İstanbul Barosu olarak, Kamu Avukatı meslektaşlarımızın özlük haklarının ve ücretlerinin, Anayasamızın 55. maddesinin “Devlet, çalışanların yaptıkları işe uygun adaletli bir ücret elde etmeleri ve diğer sosyal yardımlardan yararlanmaları için gerekli tedbirleri alır” hükmü çerçevesinde değerlendirilmesi gerektiğini belirtme zarureti doğmuştur. 

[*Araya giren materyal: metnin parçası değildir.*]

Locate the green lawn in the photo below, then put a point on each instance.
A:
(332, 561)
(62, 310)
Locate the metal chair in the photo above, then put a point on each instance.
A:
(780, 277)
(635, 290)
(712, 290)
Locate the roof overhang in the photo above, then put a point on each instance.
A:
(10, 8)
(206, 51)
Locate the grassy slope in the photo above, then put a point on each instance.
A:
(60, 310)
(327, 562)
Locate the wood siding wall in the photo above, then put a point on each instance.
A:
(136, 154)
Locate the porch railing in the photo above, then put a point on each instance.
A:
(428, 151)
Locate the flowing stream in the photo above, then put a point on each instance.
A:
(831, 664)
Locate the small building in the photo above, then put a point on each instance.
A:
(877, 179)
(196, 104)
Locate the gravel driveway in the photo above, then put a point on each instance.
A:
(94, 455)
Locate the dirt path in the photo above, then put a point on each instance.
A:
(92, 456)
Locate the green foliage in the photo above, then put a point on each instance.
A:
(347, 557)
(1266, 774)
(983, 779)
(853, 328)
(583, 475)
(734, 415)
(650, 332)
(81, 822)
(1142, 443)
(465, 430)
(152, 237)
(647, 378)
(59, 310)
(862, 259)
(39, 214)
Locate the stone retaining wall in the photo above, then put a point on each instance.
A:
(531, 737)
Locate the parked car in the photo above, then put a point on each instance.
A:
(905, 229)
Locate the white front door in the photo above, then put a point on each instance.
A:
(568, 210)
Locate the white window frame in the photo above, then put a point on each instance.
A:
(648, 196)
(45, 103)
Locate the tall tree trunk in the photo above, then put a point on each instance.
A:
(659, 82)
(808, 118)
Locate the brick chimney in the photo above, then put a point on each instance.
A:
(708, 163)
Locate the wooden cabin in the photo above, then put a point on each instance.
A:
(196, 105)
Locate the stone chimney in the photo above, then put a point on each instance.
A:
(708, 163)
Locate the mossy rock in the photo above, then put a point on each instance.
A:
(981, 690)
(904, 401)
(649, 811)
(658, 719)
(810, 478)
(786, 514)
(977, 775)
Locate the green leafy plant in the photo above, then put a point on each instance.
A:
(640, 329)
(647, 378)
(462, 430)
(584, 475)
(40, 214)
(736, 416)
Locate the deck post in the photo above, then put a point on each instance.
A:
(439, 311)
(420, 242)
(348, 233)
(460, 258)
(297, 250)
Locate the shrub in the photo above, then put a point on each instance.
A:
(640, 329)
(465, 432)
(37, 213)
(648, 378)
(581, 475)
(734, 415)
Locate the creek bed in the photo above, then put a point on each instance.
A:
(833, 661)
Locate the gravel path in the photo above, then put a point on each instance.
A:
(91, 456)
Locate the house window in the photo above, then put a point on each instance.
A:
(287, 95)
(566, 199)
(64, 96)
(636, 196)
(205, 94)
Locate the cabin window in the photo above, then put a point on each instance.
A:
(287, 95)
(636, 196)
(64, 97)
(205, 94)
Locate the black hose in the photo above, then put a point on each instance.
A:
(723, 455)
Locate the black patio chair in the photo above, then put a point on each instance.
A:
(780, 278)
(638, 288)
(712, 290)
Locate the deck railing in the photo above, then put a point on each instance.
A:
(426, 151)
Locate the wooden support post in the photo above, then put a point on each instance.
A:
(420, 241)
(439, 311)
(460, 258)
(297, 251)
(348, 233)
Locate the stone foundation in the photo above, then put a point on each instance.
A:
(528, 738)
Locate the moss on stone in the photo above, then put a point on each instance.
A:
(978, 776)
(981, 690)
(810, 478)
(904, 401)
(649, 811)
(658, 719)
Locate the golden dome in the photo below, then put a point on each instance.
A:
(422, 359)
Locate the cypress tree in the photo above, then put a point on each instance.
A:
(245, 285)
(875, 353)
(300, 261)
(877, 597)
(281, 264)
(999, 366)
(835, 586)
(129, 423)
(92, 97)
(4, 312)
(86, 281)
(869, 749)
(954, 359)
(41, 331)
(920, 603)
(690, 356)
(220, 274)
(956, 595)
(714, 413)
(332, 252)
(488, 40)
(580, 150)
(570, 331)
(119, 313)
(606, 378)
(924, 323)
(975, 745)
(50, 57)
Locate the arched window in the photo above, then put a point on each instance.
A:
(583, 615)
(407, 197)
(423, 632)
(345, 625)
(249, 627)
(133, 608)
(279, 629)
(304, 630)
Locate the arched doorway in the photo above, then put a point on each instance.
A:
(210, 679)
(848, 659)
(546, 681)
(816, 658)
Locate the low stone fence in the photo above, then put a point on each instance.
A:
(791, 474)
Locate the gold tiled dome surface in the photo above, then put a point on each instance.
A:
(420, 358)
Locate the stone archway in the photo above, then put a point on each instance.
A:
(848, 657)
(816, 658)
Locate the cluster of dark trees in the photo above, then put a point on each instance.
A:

İstanbul Barosu olarak, “Haklı Beklenti” ilkesi uyarınca Kamu Avukatlarının özlük, statü ve çalışma koşullarının düzeltilmesine ilişkin taahhüdün bir an önce yerine getirilmesi, kamu avukatlarının yürüttükleri görev ve sorumluluğun niteliği ve ayrıca son dönemlerde oluşan ücret eşitsizliğinin giderilmesi yönündeki “Haklı Beklenti”leri sebebiyle Kamu Avukatı meslektaşlarımızın yanında yer aldığımızı ve her daim kamu avukatlarının yanında olacağımızı kamuoyuna duyururuz. 

“İSTANBUL BAROSU LAİK CUMHURİYETİN DEĞERLERİNİN YILMAZ SAVUNUCUSU OLMAYA DEVAM EDECEKTİR”

Önümüze çıkarılan tüm engellere rağmen, ülkemizde yaşanan hukuksuzluklara laik cumhuriyetimizi, ülkemizin bölünmez bütünlüğünü, hukuk devletini, hukukun üstünlüğünü de savunmaya devam edeceğiz. 

Baromuz temsil ettiğimiz avukatların gücü ile, toplum için memleket için hukuk devleti için mücadelesi toplumdaki saygın yerini almıştır. Hangi dönemde nerden ve kimden gelirse gelsin korkmamış, sözünü söylemiştir. İşte bu çizginin ve bu tarihin temsilcisi olan bizler Cumhuriyetin 100. yılının ardından aldığımız güçle tekrar haykırıyoruz. İstanbul Barosu Laik Cumhuriyetin değerlerinin yılmaz savunucusu olmaya devam edecektir. İstanbul Barosu Orhan Adli Apaydın gibi demokrasi tarihine geçen Başkanlarından aldığı güçle, üyesi avukatlarından aldığı güçle yaşanan bütün hukuksuzlara karşı çıkmaya, hukuk devletini ve hukukun üstünlüğünü, adil yargılanmayı, kadını, çocuğu, çevreyi, hakkın olduğu her yerde varolmayı sürdürecektir.

146 yıllık büyük bir çınar olan Baromuz sadece bir meslek örgütünden ibaret olmamıştır. Her dönemde nereden, kimden, nereden gelirse gelsin, haksız, hukuksuz, adil olmayan yargılamaların karşısında durmuştur.

Gücünü bağımsız savunmanın avukatların gücünden ve köklü tarihinden toplumdaki sarsılmaz yerinden alan Baromuz ve onun üyesi bağımsız savunmayı temsil avukatlar tüm tarihi boyunca olduğu gibi efendileri olmadan görevlerini yapmaya devam edeceklerdir. 

Bugün aramızda olmayan mesleğimizin tüm emekçilerini, Av. Ali Günday’ı, Av. Ersin Arslan’ı, Av. Servet Bakırtaş’ın da aralarında olduğu meslek şehitlerimizi, depremde hayatını yitiren yurttaş ve meslektaşlarımı saygı ve rahmetle anıyorum.

Hak mücadelesine yüreğini ve emeğini koymuş tüm avukat ve avukat stajyeri meslektaşlarım hepinizin Avukatlar Günü'nü en içten dileklerimle kutluyorum."